Privacy Policy
Vladimir Anisimov · Effective Date: 2026-05-29 · Last Updated: 2026-05-29
Privacy at a glance. Vladimir Anisimov ("we," "us," "our") respects your privacy. SortBox is designed so that your photos, videos, and library content stay on your device. We process the minimum data necessary to run the app, deliver subscriptions, prevent abuse, and improve the product.
Photos stay on device. SortBox does not upload, store, or transmit your photos or videos to our servers. All organisation, scanning, and grouping is performed locally on your iPhone or iPad.
No selling of personal data. We do not sell your personal information and we do not "share" it for cross-context behavioural advertising as defined by California's CCPA/CPRA.
Your controls.
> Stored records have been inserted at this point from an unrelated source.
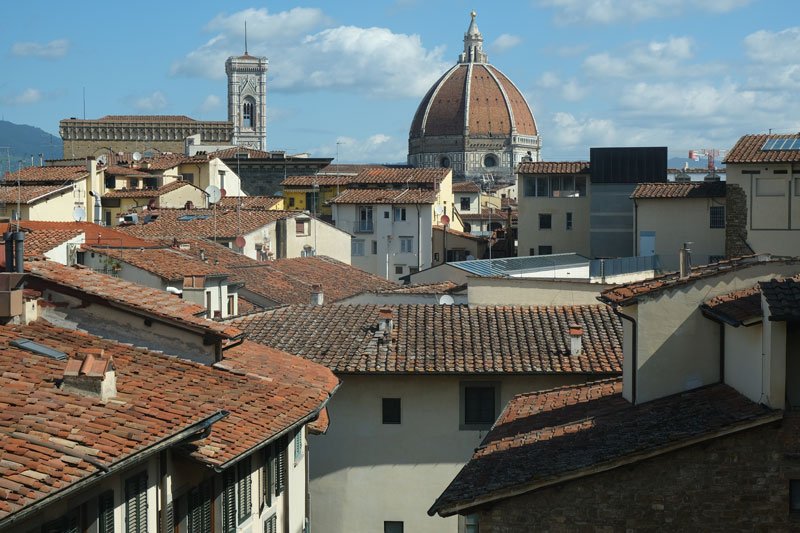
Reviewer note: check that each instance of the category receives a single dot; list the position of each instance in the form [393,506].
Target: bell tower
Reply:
[247,99]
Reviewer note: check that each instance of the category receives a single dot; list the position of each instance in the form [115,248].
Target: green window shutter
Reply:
[136,504]
[105,512]
[243,493]
[229,501]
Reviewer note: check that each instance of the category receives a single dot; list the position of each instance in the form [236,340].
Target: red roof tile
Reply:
[553,167]
[748,149]
[697,189]
[548,437]
[386,196]
[431,339]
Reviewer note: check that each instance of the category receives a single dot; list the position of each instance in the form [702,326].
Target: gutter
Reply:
[198,428]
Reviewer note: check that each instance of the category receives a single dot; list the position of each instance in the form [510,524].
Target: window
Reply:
[198,514]
[392,527]
[794,495]
[136,503]
[391,410]
[770,187]
[717,216]
[479,401]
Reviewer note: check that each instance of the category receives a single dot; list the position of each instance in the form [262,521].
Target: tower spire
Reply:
[473,44]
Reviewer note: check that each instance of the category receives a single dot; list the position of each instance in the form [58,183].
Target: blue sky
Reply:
[671,73]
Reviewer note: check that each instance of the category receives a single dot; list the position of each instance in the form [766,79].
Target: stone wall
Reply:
[736,222]
[735,483]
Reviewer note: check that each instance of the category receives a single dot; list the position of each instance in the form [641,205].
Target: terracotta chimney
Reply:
[575,339]
[90,373]
[317,296]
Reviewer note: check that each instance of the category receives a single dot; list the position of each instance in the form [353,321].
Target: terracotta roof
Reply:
[48,174]
[431,339]
[748,149]
[632,292]
[29,194]
[288,281]
[783,298]
[552,436]
[146,193]
[223,224]
[95,234]
[131,296]
[696,189]
[553,167]
[52,438]
[250,202]
[167,263]
[386,196]
[735,308]
[466,186]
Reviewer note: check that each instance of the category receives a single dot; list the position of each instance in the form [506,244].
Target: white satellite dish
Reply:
[214,194]
[446,299]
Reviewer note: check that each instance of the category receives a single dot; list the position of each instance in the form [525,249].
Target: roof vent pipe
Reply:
[685,260]
[575,339]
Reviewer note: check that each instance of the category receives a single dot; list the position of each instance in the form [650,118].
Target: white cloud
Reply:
[374,61]
[52,50]
[377,148]
[665,58]
[505,41]
[612,11]
[27,97]
[154,102]
[211,103]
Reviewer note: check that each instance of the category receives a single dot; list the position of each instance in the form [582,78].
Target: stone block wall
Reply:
[738,482]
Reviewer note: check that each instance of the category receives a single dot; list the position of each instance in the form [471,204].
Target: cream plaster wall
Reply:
[364,472]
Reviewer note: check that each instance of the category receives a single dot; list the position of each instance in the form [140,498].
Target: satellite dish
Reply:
[214,194]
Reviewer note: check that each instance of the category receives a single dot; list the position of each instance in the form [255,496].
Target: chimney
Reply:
[90,373]
[317,297]
[385,321]
[575,339]
[685,260]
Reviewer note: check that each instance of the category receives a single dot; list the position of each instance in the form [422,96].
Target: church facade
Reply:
[246,125]
[473,120]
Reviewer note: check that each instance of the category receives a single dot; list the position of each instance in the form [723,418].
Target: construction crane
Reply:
[711,154]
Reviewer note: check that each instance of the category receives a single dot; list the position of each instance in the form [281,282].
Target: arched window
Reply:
[248,114]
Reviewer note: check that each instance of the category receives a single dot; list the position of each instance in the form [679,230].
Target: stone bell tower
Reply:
[247,99]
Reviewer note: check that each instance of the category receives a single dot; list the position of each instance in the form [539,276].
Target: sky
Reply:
[347,76]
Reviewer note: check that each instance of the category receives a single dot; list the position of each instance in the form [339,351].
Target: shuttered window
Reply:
[199,518]
[243,495]
[136,504]
[229,501]
[105,512]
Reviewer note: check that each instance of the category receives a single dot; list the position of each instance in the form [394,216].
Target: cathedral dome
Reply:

You can revoke Photo Library access in iOS Settings at any time, opt out of analytics in the app, request a copy or deletion of your data, and cancel subscriptions in your Apple ID settings.
Contents
- Scope of this Policy
- Who is the Data Controller
- Personal Data We Collect
- How & Why We Use Your Data
- Legal Bases (GDPR)
- Photo Library & On-Device Processing
- Third-Party Processors & SDKs
- Advertising & Tracking
- Cookies & Similar Technologies
- Data Retention
- How We Protect Your Data
- International Data Transfers
- Your Rights
- GDPR / EEA, UK, Switzerland
- California Residents (CCPA/CPRA)
- Other U.S. State Rights
- Brazil (LGPD)
- Children's Privacy
- Automated Decision-Making
- Changes to this Policy
- Contact & Data Protection Officer
1. Scope of this Policy
This Privacy Policy describes how we collect, use, disclose, and safeguard personal information when you use the SortBox mobile application and related websites and services (collectively, the "Service"). It applies to information processed by Vladimir Anisimov as a "data controller" (or equivalent) under applicable privacy laws.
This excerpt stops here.